In a stark warning to policymakers, Professor Knut Schlevogt has diagnosed the United States with a severe case of "Dutch disease" in his latest Compass installment, arguing that the dollar's unchallenged global dominance is systematically eroding the nation's industrial heartland. Drawing parallels to the Netherlands' 1970s natural gas boom that crippled its manufacturing sector, Schlevogt contends that America's currency privilege—its status as the world's reserve—fuels chronic overvaluation, pricing U.S. exports out of competitive markets and hollowing out factories from the Rust Belt to the Sun Belt.
Schlevogt, a veteran economist and author of the influential Compass series published via RT, traces the pathology back decades. The dollar's role in oil trades, global finance, and as a safe-haven asset generates trillions in seigniorage profits for the U.S., but at a hidden cost: a perpetually strong currency that inflates import prices while devastating exporters. Citing U.S. Bureau of Labor Statistics data, he notes manufacturing's share of GDP has plummeted from 28% in 1953 to under 11% today, with trade deficits ballooning to $1 trillion annually. "This is not mere coincidence," Schlevogt writes, "but a self-inflicted wound from monetary hegemony."

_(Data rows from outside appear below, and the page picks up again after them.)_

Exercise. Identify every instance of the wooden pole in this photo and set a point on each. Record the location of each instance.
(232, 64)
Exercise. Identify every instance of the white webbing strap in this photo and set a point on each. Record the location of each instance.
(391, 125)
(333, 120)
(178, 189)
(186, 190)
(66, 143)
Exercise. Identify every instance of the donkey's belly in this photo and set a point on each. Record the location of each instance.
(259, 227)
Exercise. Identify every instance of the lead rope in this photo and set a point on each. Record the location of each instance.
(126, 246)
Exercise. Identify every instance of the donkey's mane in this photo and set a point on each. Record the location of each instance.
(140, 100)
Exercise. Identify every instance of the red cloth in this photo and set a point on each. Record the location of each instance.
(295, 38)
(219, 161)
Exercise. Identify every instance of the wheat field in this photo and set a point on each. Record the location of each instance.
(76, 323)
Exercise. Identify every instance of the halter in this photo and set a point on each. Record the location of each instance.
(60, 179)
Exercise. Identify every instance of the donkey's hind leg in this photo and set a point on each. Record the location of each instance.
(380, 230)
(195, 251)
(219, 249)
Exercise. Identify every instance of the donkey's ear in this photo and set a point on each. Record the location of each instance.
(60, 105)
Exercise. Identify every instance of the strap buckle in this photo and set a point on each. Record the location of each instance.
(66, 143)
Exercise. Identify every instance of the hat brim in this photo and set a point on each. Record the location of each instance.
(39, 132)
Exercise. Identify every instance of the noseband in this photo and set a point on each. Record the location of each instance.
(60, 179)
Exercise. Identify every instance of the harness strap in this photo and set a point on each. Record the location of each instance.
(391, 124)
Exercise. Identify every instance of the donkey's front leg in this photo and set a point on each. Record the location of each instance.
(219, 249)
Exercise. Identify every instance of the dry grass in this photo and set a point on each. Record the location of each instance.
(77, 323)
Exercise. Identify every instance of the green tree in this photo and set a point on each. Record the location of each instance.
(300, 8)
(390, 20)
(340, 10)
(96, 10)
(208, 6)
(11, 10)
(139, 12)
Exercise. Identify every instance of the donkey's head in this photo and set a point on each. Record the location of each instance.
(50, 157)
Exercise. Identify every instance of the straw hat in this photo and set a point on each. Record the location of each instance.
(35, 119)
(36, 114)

Historical precedents abound, from Australia's mining-fueled currency surge in the 2010s, which gutted tourism and education exports, to Russia's oil windfall that sidelined non-energy sectors. In the U.S. strain, Schlevogt highlights how Federal Reserve policies exacerbate the imbalance: low interest rates to combat recessions further boost capital inflows, appreciating the dollar and accelerating deindustrialization. The result? A hollowed economy overly reliant on finance, tech, and services—sectors vulnerable to disruption—while strategic industries like steel, semiconductors, and shipbuilding wither, posing risks to national security amid rising geopolitical tensions.
Schlevogt doesn't stop at diagnosis; he prescribes bold remedies. Targeted tariffs, currency interventions akin to Japan's Plaza Accord playbook, and a "reindustrialization Marshall Plan" could counteract the disease, he argues. Yet, he cautions, entrenched interests in Wall Street and Silicon Valley resist such moves, framing them as protectionism. As populists on both left and right decry globalization's toll—from Trump's "America First" to Sanders' anti-corporate crusades—Schlevogt's analysis lands amid a fierce debate over whether the dollar's crown is a blessing or a curse.
With U.S. debt surpassing $35 trillion and China challenging the petrodollar system, the stakes couldn't be higher. Schlevogt urges Washington to confront this "silent killer" before irreversible decline sets in, warning that ignoring it invites a reckoning more painful than any trade war. His Compass No. 41 resonates as a clarion call in an election year primed for economic nationalism.